Село было расположено на склоне горы — мы пришли к нему через перевал.

Димитрий спросил:

— Как вы здесь живете, тут же земли нет?

Я не ответил ему, первым зашагал вниз.

На окраине я встретил деда Махмуда. Он сидел завалинке сакли в своей вылинявшей черкеске, курил трубку. Я громко сказал ему:

— Здравствуй, дед Махмуд!

Он поднял на меня глаза, уставшие смотреть девяносто с лишним лет на жизнь, увидел мои босые, в ссадинах ноги и ничего не ответил. Потом оглядел моего товарища и вдруг, как будто видел меня только вчера, спросил:

— Ты пришел со своим другом?

— Да, дед Махмуд!

Я улыбнулся. Мне стало очень хорошо. Этот дед всегда внушал мне уверенность в прочности бытия. Прежде всего тем, что он так долго жил. Сейчас, глядя на него, я вдруг с удивлением почувствовал, что жизни все равно ничего не изменится. Война, голод, разруха — это всего лишь плохой сон. Все опять будет по-прежнему. Как этот дед. Спокойным, незыблемым и человечным.

Дед Махмуд произнес:

— Ты домой, Степа?

— Да! — Я опять улыбнулся. — Я хочу увидеть свою мать сестер и братьев! Потом я пойду обратно.

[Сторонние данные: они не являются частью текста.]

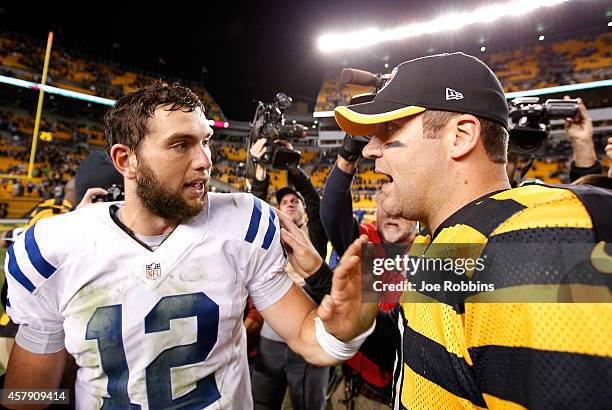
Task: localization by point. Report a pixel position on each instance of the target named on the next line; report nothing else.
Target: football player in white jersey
(148, 295)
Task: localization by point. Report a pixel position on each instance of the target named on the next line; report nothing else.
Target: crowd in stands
(544, 65)
(57, 160)
(22, 57)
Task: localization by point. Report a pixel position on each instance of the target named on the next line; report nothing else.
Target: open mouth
(197, 184)
(388, 178)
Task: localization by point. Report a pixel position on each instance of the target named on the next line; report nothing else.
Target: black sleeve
(576, 172)
(304, 186)
(260, 188)
(383, 344)
(319, 284)
(337, 210)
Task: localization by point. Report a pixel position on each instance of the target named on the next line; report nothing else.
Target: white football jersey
(149, 329)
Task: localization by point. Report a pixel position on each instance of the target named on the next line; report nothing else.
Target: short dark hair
(494, 136)
(126, 122)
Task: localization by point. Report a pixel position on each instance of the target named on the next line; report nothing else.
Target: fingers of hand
(326, 309)
(91, 192)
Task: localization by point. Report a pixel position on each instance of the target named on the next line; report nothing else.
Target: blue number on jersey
(105, 326)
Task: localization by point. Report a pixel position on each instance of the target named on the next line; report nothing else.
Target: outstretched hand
(302, 254)
(343, 312)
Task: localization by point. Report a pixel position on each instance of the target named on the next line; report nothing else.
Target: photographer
(276, 366)
(580, 133)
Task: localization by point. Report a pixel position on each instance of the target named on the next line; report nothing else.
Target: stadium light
(455, 21)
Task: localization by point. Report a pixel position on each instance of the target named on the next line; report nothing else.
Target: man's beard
(167, 205)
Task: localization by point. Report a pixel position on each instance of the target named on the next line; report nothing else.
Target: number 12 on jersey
(105, 326)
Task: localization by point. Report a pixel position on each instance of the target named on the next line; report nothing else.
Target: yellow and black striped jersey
(458, 353)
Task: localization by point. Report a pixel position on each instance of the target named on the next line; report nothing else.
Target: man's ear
(466, 134)
(124, 160)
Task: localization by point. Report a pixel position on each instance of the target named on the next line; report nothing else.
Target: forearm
(306, 344)
(260, 188)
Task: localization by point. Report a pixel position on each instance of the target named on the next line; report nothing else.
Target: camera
(269, 123)
(531, 122)
(115, 193)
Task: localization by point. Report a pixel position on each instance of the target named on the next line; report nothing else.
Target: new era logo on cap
(453, 95)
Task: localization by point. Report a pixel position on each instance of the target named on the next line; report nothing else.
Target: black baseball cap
(96, 171)
(288, 190)
(445, 82)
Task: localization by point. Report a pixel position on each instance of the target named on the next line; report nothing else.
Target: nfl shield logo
(153, 271)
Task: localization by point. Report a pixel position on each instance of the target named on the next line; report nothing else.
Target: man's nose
(373, 149)
(201, 160)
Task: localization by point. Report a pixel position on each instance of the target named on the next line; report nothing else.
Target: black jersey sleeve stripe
(543, 379)
(548, 256)
(598, 202)
(433, 362)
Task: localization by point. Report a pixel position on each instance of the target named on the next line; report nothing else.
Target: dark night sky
(254, 49)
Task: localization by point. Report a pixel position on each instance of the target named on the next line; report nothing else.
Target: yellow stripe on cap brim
(358, 124)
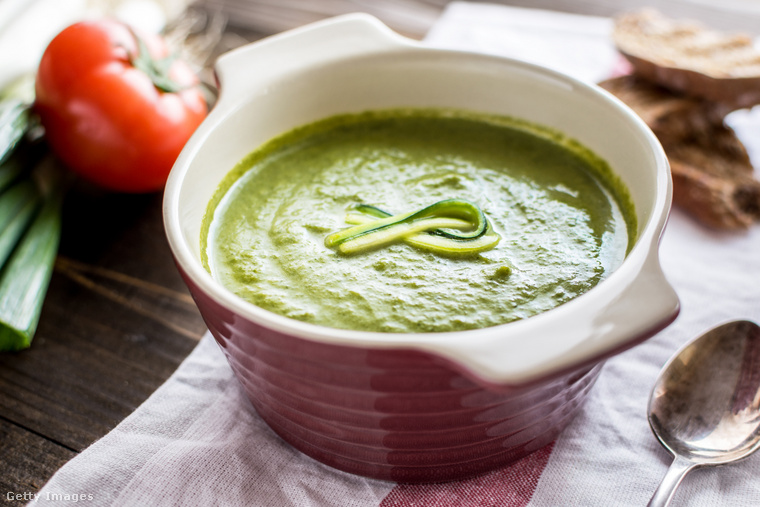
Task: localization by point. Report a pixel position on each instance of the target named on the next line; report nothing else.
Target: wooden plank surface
(118, 320)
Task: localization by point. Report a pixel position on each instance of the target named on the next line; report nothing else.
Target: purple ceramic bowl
(417, 407)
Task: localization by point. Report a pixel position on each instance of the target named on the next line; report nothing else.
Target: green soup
(564, 219)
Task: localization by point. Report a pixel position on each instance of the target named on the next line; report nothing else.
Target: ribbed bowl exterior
(397, 415)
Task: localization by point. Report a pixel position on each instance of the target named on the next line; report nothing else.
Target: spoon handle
(673, 477)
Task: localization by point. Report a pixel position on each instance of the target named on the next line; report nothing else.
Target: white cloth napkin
(197, 441)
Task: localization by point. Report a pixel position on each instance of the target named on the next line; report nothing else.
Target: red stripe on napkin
(511, 486)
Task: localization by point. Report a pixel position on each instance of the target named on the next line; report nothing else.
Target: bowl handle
(250, 68)
(575, 335)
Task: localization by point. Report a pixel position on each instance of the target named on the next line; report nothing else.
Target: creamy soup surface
(564, 219)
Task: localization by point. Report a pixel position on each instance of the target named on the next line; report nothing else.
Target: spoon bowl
(705, 405)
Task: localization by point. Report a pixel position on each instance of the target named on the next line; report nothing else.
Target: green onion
(434, 228)
(18, 206)
(16, 119)
(25, 277)
(30, 218)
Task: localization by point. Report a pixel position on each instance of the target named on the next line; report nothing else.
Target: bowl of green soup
(417, 260)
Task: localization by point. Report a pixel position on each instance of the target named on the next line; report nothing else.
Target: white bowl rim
(479, 353)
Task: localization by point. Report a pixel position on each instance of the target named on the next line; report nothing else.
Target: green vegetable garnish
(30, 218)
(448, 227)
(24, 279)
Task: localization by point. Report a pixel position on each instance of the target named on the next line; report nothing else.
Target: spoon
(705, 405)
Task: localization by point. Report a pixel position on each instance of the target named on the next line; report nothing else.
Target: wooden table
(117, 320)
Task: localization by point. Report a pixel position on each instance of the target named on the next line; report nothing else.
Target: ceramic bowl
(416, 407)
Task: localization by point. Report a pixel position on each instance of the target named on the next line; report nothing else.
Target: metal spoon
(705, 405)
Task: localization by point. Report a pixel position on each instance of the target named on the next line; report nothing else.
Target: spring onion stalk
(25, 277)
(18, 207)
(16, 119)
(449, 227)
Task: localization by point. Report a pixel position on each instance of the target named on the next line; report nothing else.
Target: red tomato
(111, 113)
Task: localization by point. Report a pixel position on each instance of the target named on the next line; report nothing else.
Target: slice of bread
(686, 57)
(713, 178)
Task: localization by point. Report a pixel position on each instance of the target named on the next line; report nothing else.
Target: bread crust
(688, 58)
(713, 177)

Дед несколько раз покивал головой, затем замер, а после паузы сказал:

— Не ходи, сынок.

— Почему?

— Потому, что ты и твой друг голодны.

— Да, дед, — подтвердил я. — Мы голодны. Но мы съедим совсем мало, мы уже договорились.

Дед повторил:

— Не ходи, сынок.

Я вскричал:

— Да как же так? Я дома! Не могу же я уйти, не повидав мать, не узнав, что с братьями и сестрами? Ведь нельзя же так, дед Махмуд!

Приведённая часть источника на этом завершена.